The PCAOB is a nonprofit corporation established by US Congress to oversee the audits of public companies and other issuers in order to protect the interests of investors and develop the public interest in the preparation of accurate audit reports. All PCAOB rules and standards must be approved by the US Securities and Exchange Commission. 

The overseas filing comes after the Korean Institute of Certified Public Accountants, the sole organization representing accountants here, denied Kyobo Life's multiple requests last year to punish the three accountants. KICPA refused citing difficulty in handling a complaint that is linked to an ongoing legal dispute. The PCAOB, meanwhile, has conducted inspections of one or more firms in over 50 non-US jurisdictions.

The feud between the insurer and the accounting firm dates back to 2012 when Kyobo Life Chairman Shin Chang-jae signed a shareholders’ agreement with financial investors including a consortium led by Affinity Equity Partners.

In October 2018, Affinity Equity Partners exercised the put option at a strike price of some 409,000 won ($339) as Kyobo failed to retrieve investments through an initial public offering within the promised three years.

Shin, however, claimed that the price per share was miscalculated by Deloitte Anjin -- which was in charge of determining the value of the put option -- and refused to purchase the shares.

Kyobo Life, Deloitte Anjin and Affinity Equity have been mired in a prolonged court battle since. Early last year, prosecutors indicted the three accountants from Deloitte Anjin alongside two others from Affinity Equity on charges of colluding to inflate the prices. A court ruling is expected to be made on Feb. 10.
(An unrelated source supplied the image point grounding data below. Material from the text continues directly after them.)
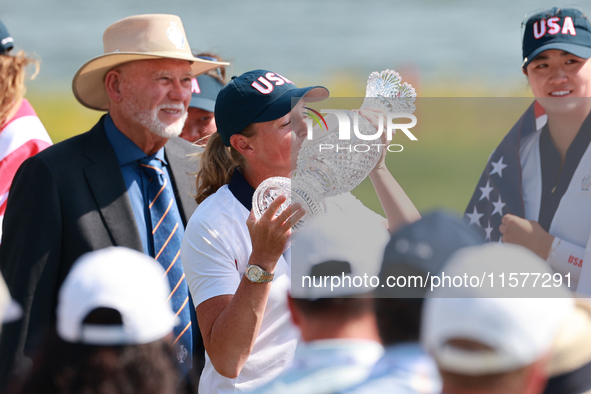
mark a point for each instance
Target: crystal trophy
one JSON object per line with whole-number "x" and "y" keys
{"x": 320, "y": 174}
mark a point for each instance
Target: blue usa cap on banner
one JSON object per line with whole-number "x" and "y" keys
{"x": 258, "y": 96}
{"x": 566, "y": 29}
{"x": 6, "y": 40}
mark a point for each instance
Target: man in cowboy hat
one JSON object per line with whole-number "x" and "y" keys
{"x": 95, "y": 190}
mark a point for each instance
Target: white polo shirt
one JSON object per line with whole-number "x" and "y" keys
{"x": 215, "y": 251}
{"x": 571, "y": 225}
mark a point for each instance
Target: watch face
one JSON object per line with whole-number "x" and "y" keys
{"x": 254, "y": 273}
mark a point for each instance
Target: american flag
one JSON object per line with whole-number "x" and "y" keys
{"x": 499, "y": 189}
{"x": 21, "y": 137}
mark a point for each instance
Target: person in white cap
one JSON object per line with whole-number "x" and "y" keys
{"x": 494, "y": 339}
{"x": 337, "y": 324}
{"x": 102, "y": 188}
{"x": 113, "y": 332}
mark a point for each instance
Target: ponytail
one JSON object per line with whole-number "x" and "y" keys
{"x": 218, "y": 163}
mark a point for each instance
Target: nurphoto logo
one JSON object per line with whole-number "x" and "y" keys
{"x": 357, "y": 141}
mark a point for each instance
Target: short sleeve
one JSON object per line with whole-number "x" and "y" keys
{"x": 214, "y": 248}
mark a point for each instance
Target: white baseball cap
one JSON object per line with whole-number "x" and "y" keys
{"x": 122, "y": 279}
{"x": 518, "y": 331}
{"x": 344, "y": 246}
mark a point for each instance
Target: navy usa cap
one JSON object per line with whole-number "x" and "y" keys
{"x": 6, "y": 40}
{"x": 566, "y": 29}
{"x": 258, "y": 96}
{"x": 421, "y": 249}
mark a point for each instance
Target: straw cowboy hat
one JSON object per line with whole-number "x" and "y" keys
{"x": 135, "y": 38}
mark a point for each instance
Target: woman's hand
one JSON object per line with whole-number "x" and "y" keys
{"x": 526, "y": 233}
{"x": 373, "y": 115}
{"x": 270, "y": 234}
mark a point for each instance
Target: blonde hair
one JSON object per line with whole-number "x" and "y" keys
{"x": 12, "y": 80}
{"x": 218, "y": 163}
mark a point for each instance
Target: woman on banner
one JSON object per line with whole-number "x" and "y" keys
{"x": 22, "y": 134}
{"x": 535, "y": 190}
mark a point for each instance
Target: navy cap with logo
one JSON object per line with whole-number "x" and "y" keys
{"x": 566, "y": 29}
{"x": 205, "y": 89}
{"x": 258, "y": 96}
{"x": 422, "y": 249}
{"x": 6, "y": 40}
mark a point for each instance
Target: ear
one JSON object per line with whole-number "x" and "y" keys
{"x": 242, "y": 144}
{"x": 296, "y": 317}
{"x": 113, "y": 85}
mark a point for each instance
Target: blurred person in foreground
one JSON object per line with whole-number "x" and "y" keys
{"x": 570, "y": 365}
{"x": 418, "y": 250}
{"x": 200, "y": 123}
{"x": 125, "y": 182}
{"x": 534, "y": 190}
{"x": 22, "y": 134}
{"x": 238, "y": 267}
{"x": 113, "y": 332}
{"x": 338, "y": 326}
{"x": 483, "y": 343}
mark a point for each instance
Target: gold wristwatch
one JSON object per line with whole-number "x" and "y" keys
{"x": 256, "y": 274}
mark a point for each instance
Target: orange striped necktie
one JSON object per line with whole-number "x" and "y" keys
{"x": 166, "y": 232}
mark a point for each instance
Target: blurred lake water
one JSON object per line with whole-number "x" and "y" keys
{"x": 308, "y": 40}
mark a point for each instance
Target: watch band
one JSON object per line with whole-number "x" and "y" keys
{"x": 253, "y": 271}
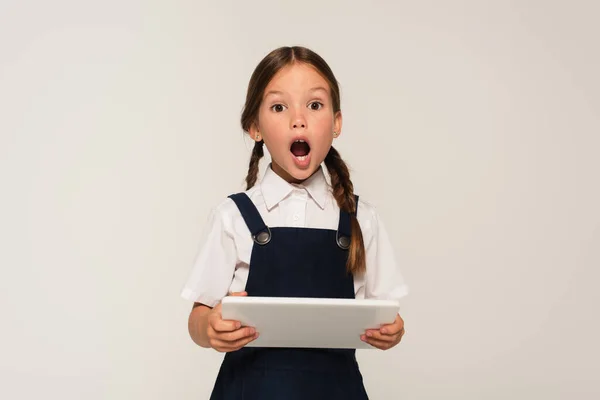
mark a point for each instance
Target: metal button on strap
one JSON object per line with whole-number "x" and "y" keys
{"x": 343, "y": 242}
{"x": 263, "y": 237}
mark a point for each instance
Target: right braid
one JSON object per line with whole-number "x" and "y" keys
{"x": 257, "y": 154}
{"x": 343, "y": 191}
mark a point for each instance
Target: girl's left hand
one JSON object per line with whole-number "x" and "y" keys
{"x": 385, "y": 337}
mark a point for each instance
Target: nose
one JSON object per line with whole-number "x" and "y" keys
{"x": 298, "y": 121}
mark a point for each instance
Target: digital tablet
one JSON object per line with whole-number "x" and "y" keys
{"x": 309, "y": 322}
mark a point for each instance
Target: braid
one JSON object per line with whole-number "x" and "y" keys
{"x": 257, "y": 154}
{"x": 343, "y": 191}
The court battle, however, has been a major hurdle in the insurer’s IPO, which gained fresh momentum last year. In December, Kyobo Life filed for preliminary approval for IPO with the nation’s main bourse operator Korea Exchange and chose NH Investment & Securities as lead manager. The KRX, however, has been mulling on its decision, which was initially expected to be announced by mid-January, apparently concerned of the ongoing legal dispute.

Kyobo Life seeks to go public within the first half of this year to brace for tighter regulations to come with the implementation of the IFRS17, a new international accounting standard for insurance contracts, in 2023.